主对角占优矩阵

矩阵\(A=\left( \begin{matrix}{}\text{a}_{11}&\text{a}_{12}&\cdots&\text{a}_{1n}\\\text{a}_{21}&\text{a}_{22}&\cdots&\text{a}_{2n}\\\vdots&\vdots&\ddots&\vdots\\\text{a}_{n1}&\text{a}_{n2}&\cdots&\text{a}_{nn}\\\end{matrix} \right)\)满足

1)\(|a_{ii}|>\sum_{j\ne i}^n{|a_{ij}|}\)，则\(\det A\ne0\).

2)\(a_{ii}>\sum_{j\ne i}^n{|a_{ij}|}\)，则\(\det A>0\).

证明：

\(\det A\ne 0\ \ \Longleftrightarrow \ \ \text{线性方程组}AX=0\text{只有零解}\)

故假设存在非零解

\[X=\left( \begin{matrix}{} x_1& x_2& \cdots& x_n\\ \end{matrix} \right) ^T \]
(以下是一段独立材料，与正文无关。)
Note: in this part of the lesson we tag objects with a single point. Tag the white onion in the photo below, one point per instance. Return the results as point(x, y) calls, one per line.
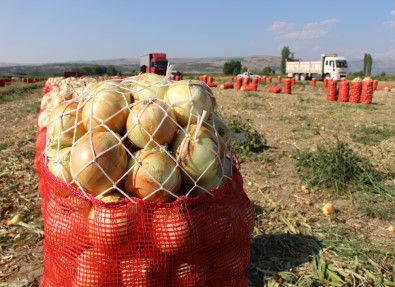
point(189, 99)
point(151, 123)
point(197, 153)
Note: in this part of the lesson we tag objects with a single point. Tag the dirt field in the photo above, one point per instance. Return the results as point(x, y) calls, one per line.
point(294, 244)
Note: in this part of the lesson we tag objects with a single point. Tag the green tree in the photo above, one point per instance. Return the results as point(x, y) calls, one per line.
point(286, 54)
point(369, 63)
point(267, 71)
point(365, 63)
point(112, 71)
point(232, 68)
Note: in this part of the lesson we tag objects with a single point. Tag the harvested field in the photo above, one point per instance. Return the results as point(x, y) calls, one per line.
point(294, 243)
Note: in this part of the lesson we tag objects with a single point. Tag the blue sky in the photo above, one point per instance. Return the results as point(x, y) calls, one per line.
point(46, 31)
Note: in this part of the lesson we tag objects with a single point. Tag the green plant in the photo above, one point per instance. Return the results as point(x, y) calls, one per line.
point(341, 171)
point(372, 134)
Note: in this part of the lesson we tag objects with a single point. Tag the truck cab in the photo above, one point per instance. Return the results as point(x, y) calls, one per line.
point(154, 63)
point(334, 67)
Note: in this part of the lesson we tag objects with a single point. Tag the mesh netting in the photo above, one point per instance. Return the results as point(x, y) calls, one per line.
point(139, 187)
point(331, 92)
point(356, 90)
point(367, 91)
point(343, 91)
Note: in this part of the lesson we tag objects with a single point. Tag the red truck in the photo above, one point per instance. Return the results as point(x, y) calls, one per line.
point(154, 63)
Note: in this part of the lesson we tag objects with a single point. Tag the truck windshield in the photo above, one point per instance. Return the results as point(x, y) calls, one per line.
point(160, 64)
point(341, 64)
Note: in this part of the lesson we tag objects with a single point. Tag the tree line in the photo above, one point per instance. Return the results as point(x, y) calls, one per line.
point(234, 67)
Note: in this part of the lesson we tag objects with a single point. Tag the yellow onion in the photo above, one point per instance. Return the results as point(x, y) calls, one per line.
point(64, 125)
point(93, 157)
point(190, 272)
point(197, 153)
point(110, 227)
point(221, 131)
point(152, 174)
point(143, 271)
point(223, 174)
point(96, 268)
point(172, 231)
point(189, 99)
point(107, 107)
point(59, 165)
point(43, 119)
point(151, 123)
point(148, 85)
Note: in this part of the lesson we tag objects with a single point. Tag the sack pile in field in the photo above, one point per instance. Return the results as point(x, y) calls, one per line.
point(139, 186)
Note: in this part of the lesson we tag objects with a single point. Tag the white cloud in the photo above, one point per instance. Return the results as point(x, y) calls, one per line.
point(280, 27)
point(311, 30)
point(390, 23)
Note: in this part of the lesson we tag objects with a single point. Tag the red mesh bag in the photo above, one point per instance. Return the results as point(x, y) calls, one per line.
point(343, 91)
point(326, 80)
point(228, 85)
point(287, 86)
point(331, 91)
point(375, 84)
point(367, 91)
point(275, 89)
point(356, 90)
point(114, 216)
point(239, 83)
point(202, 241)
point(314, 82)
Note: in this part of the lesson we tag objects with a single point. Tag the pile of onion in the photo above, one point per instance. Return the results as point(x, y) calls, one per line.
point(145, 136)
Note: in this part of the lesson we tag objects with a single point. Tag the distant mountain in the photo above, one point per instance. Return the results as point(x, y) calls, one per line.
point(188, 65)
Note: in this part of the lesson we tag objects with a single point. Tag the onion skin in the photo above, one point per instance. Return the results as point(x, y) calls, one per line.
point(221, 131)
point(106, 107)
point(198, 157)
point(162, 168)
point(151, 86)
point(151, 118)
point(114, 161)
point(143, 271)
point(172, 232)
point(189, 99)
point(190, 273)
point(95, 268)
point(64, 124)
point(59, 165)
point(111, 227)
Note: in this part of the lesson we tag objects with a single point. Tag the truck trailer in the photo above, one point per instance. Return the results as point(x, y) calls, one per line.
point(330, 66)
point(154, 63)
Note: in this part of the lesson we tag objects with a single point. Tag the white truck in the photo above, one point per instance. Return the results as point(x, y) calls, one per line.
point(331, 65)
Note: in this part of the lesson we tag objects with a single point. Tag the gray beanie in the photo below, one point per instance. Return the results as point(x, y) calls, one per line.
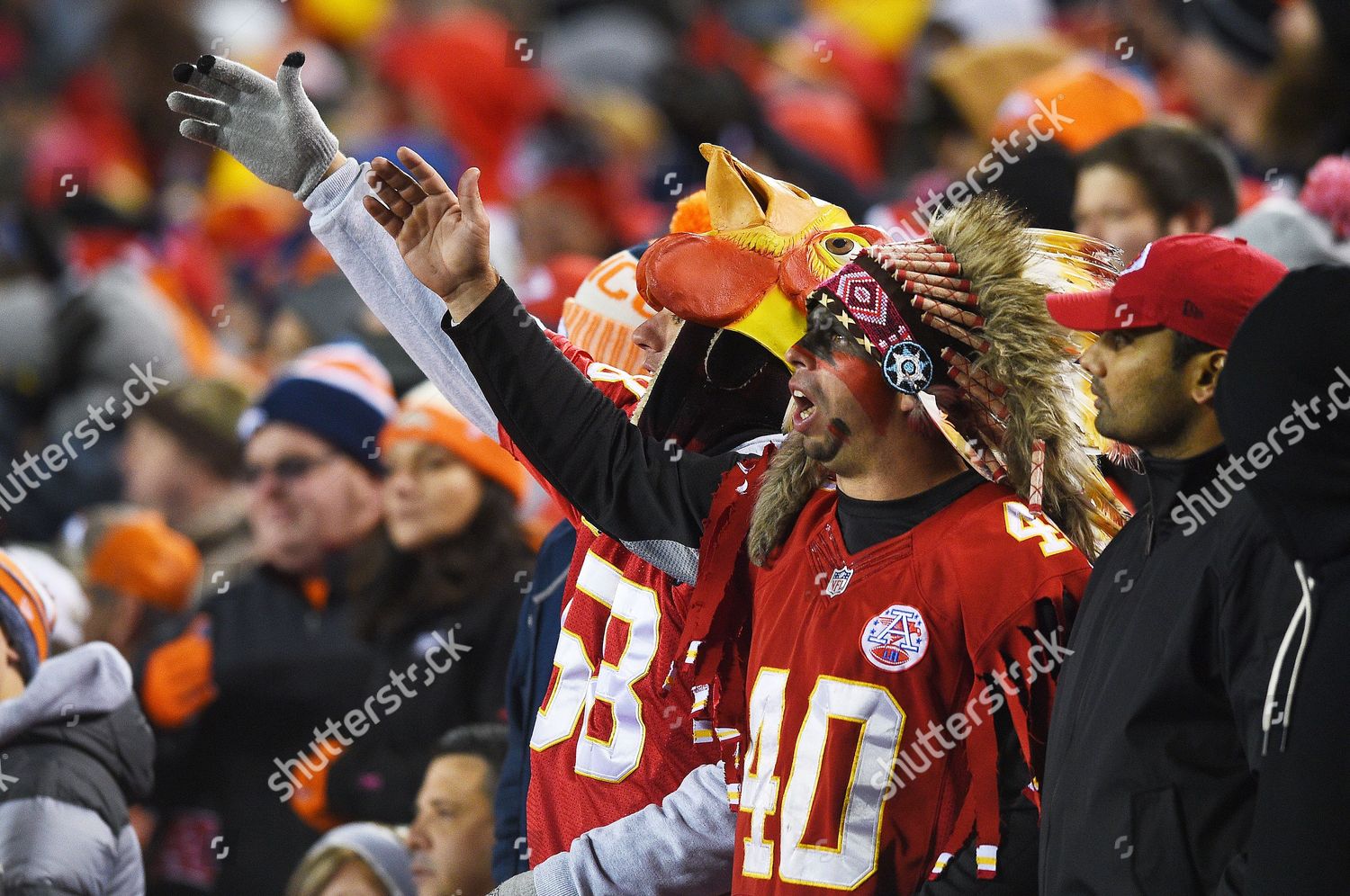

记\(|x_i|=\max_j\left\{ |x_j| \right\}\)，

则|\(a_{ii}x_i|\le \sum_{j\ne i}^{}{|a_{ij}||x_j|\le}|a_{ij}||x_i|\ \ \Rightarrow \ \ |a_{ii}|\le \sum_{j\ne i}^{}{|a_{ij}|}\)，矛盾.

记

\[f\left( x \right) =\det A=\left| \begin{matrix} \text{a}_{11}& x\text{a}_{12}& \cdots& x\text{a}_{1n}\\ x\text{a}_{21}& \text{a}_{22}& \cdots& x\text{a}_{2n}\\ \vdots& \vdots& \ddots& \vdots\\ x\text{a}_{n1}& x\text{a}_{n2}& \cdots& \text{a}_{nn}\\ \end{matrix} \right|\]

由1)知\(|x|\le1\)时\(f(x)\ne0\)，且\(f(0)>0\)，有连续性可知\(f(1)>0\).